I would like to find out the process of filing the will in Melbourne upon his death, and the process I would have to go through to view it.
Any help or advice would be appreciated for our closure.
Dad died, left will excluding estranged wife of 14 years(yet legally married) from property and assets. She has joint tenency with survivorship...so it appears this is an automatic. The wills states she is excluded from the other assests and these are to be divided equally between 6 adult children, 4 from first marriage and 2 from second. The second children believe the will is invalid as their 82 year old mother 'deserves' everything.Some assets have all 6 children named, others none.
What do you think?
when i die my daughter gets anything i have in my will i still owe on my house what happens then thanks
Leanne, in most cases, assets like stocks and other investments are "stepped up", meaning the price determined for gain/loss purposes for the heirs is based on the price on the day the person died.
So the value itself isn't frozen, as the market can make the price go up and down, but if he bought a share of XYC stock 20 years ago for $5 per share, and it was worth $10 per share on the day he died and the stock gets passed on, the person who is the new owner of the stock has a cost basis of $10, not $5. So if you sold the stock a month later for $12 per share, you have a $2 gain, not a $7 gain.
Of course, I think a few states may have different laws, and there could be estate tax concerns, and I'm not completely versed in taxes, so you would want to double check with an accountant or the attorney handling the estate to make sure how the assets would be valued in this case.
I will be brief, My Uncle passed away, no will or spouse in Illinois. He had Misc. stocks/bonds. Question...Is their Value ''frozen'' at time of death or when assets are sold and distributed? I apologize for my ignorance I have never had to deal with this before. Thank you, for your time.
Another Attorney however a majority of my work is fixing attorney mistakes due to a lack of understanding of advanced estate planning tools (I am the director of financial planning in a wealth managment firm).

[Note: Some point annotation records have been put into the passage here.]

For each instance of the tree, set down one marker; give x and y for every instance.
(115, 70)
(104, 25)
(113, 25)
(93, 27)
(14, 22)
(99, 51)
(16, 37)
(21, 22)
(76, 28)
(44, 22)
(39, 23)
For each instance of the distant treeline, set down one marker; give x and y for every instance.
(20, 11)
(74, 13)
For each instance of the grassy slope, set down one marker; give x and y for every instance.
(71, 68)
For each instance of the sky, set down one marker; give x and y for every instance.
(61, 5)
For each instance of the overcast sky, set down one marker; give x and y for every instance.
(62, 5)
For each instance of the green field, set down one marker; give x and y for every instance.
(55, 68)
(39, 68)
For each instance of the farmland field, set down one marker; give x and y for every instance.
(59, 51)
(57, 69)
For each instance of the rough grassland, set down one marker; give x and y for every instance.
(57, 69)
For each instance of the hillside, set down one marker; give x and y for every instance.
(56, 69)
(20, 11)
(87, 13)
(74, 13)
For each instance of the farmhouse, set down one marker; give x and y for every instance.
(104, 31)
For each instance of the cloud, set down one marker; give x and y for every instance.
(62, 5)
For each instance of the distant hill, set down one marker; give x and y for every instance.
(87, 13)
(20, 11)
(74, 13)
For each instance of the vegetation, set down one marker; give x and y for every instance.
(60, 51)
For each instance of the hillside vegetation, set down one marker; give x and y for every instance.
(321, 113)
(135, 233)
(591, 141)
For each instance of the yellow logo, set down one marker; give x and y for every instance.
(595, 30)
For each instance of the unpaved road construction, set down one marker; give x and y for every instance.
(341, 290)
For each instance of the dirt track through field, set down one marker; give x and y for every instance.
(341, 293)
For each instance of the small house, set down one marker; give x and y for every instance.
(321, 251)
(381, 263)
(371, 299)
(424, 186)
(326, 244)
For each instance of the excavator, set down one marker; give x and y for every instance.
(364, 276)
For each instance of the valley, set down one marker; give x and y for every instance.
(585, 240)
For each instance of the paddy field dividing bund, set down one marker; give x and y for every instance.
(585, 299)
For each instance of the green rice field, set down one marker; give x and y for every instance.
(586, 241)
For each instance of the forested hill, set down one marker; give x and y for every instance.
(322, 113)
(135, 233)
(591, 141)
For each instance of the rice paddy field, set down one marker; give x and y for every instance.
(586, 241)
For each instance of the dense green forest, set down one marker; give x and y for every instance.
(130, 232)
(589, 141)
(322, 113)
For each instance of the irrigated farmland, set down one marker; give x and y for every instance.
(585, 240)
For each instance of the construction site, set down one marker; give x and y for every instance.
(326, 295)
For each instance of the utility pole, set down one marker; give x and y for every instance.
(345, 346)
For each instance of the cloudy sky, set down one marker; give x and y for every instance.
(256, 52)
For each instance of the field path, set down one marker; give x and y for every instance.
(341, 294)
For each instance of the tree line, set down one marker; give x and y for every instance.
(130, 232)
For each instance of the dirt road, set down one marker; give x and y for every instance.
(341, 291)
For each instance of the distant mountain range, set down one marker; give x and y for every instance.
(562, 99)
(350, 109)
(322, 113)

So a caveat to J's advice - Please, if you have a net worth of over 1mil do not use an attorney that does 17 closings a week and estate planning once every 8 months
Good comment, JB. You bring up a good point in regards to transfer of assets by contract. I see so many people who have very large retirement accounts, yet no beneficiaries on file at all.
And it looks like you are skipping ahead ;) , as I was going to do consecutive posts this week about passing by contract, operation of law, and trusts. I am giving a pre-retirement seminar on estate planning tomorrow, so this information is fresh and makes it easy to write about here.
Great post... I am an attorney and about half of my practice is in estate planning. One thing that many frequently do not realize:
Your will does not control the distribution of all of your property. Some property passes by contract law (i.e., retirement plans, life insurance policies, etc.). This is why it is crucial to keep your beneficiary designations up to date, especially after major life events such as marriage, divorce, birth or death. Also, some property passes automatically by operation of law. This is typically joint property such as a house owned by husband and wife or a bank account owned jointly. In such case, the property passes automatically to the survivor without reference to the will.